Erst später erkenne ich, den wahren Grund dieser unheimlichen Zusammenkunft. Auf meine anfangs zaghaften, nachher aus Langeweile geborenen Fragen, was nun der nächste Schritt in der Bürokratie wäre, kam zuerst nur undeutlich artikulierte Laute, später eisernes Schweigen. Ich beginne mich umzusehen. Um mich herum lauter junge, freundlich und aufgeschlossen wirkende SachbearbeiterInnen, die ihren "Kunden" erklären, was gerade zu bearbeiten ist. Bei mir hingegen herrscht auch nach 20 Minuten eiskaltes Schweigen.
Hier kommt eine kleine Abwechslung ins Spiel: Bei den Datumsangaben über meine bisherigen Arbeitgeber, war sehr wenig Platz, um alle Daten einzutragen. Zudem war mein Stift wohl ein wenig zu dick für solch filigrane Formulare. Meine Sachbearbeiterin konnte es nicht lesen. Mit den Worten "Das kann ich nicht....Was...?" und einem pochenden Finger auf das Papier blickte sie mich auffordernd an. Ich entschuldige mich etwas perplex ob der spontanen Wortmeldung wegen meiner Handschrift, nenne ihr die richtigen Daten und biete ihr an, das Formular zu Ende vorzulesen.
Nach weiterem eisernen Schweigen kommt die Feststellung: "Damit haben sie aber kein Anrecht auf ALG 1". Ich nicke. "Wollen Sie dennoch Leistungen beantragen?". Ich blinzle und frage, ob ich denn welche bekäme. "Nein natürlich nicht." Aha. "Wollen Sie Leistungen beantragen?" Nun komme ich mir komisch vor und versuche die Sache zu beenden. Nein ich will nicht. "Ah gut, sie würden nämlich keine bekommen". Verwirrt nicke ich abermals und harre der Dinge die da noch kommen.

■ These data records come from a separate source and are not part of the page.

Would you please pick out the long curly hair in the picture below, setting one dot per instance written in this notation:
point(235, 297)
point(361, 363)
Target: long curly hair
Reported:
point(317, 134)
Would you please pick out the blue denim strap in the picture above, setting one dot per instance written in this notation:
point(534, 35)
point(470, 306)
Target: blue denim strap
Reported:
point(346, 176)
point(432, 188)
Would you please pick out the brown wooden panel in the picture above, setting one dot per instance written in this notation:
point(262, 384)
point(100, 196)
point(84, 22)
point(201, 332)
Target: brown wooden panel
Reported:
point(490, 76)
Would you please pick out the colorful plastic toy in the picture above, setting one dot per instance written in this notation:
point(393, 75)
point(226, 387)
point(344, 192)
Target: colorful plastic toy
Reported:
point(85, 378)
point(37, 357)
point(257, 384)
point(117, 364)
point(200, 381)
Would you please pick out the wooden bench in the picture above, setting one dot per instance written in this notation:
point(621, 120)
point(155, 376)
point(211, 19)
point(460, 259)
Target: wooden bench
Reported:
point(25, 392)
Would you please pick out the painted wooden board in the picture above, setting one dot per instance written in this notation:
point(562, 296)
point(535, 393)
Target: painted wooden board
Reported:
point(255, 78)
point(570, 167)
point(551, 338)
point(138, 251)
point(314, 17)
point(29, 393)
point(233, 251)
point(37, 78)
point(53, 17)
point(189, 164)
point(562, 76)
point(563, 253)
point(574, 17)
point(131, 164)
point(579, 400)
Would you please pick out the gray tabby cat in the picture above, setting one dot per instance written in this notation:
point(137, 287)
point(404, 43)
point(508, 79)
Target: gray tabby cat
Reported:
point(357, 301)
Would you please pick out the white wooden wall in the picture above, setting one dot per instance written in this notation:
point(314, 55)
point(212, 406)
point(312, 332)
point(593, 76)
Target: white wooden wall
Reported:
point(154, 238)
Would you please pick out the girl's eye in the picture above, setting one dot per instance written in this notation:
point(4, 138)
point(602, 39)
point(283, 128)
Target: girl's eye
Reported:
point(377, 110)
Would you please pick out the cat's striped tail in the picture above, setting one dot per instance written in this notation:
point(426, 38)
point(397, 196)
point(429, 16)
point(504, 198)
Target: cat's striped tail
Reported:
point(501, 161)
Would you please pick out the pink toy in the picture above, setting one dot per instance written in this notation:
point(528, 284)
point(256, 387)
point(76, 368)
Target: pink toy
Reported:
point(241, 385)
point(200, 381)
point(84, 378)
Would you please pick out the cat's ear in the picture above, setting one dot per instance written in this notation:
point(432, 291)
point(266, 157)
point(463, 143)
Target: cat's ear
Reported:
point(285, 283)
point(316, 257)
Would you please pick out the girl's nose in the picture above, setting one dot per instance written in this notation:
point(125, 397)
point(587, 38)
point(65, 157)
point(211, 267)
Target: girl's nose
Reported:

Nach weiteren 10 Minuten vereinbart sie einen Termin für mich zur weiteren Beratung. Auf die Frage, was denn an diesem Termin besprochen werden soll, nachdem ich mich ja bewerbe und evtl mein Vertrag verlängert wird, weiss sie nach einiger Überlegungszeit die Antwort: "Naja, falls sie noch fragen haben, können sie diese an ihrem Beratungstermin stellen." Damit ist dieser Termin beendet und ich werde entlassen. Mit einer Anwesenheitsbestätigung verlasse ich irritiert das Gebäude.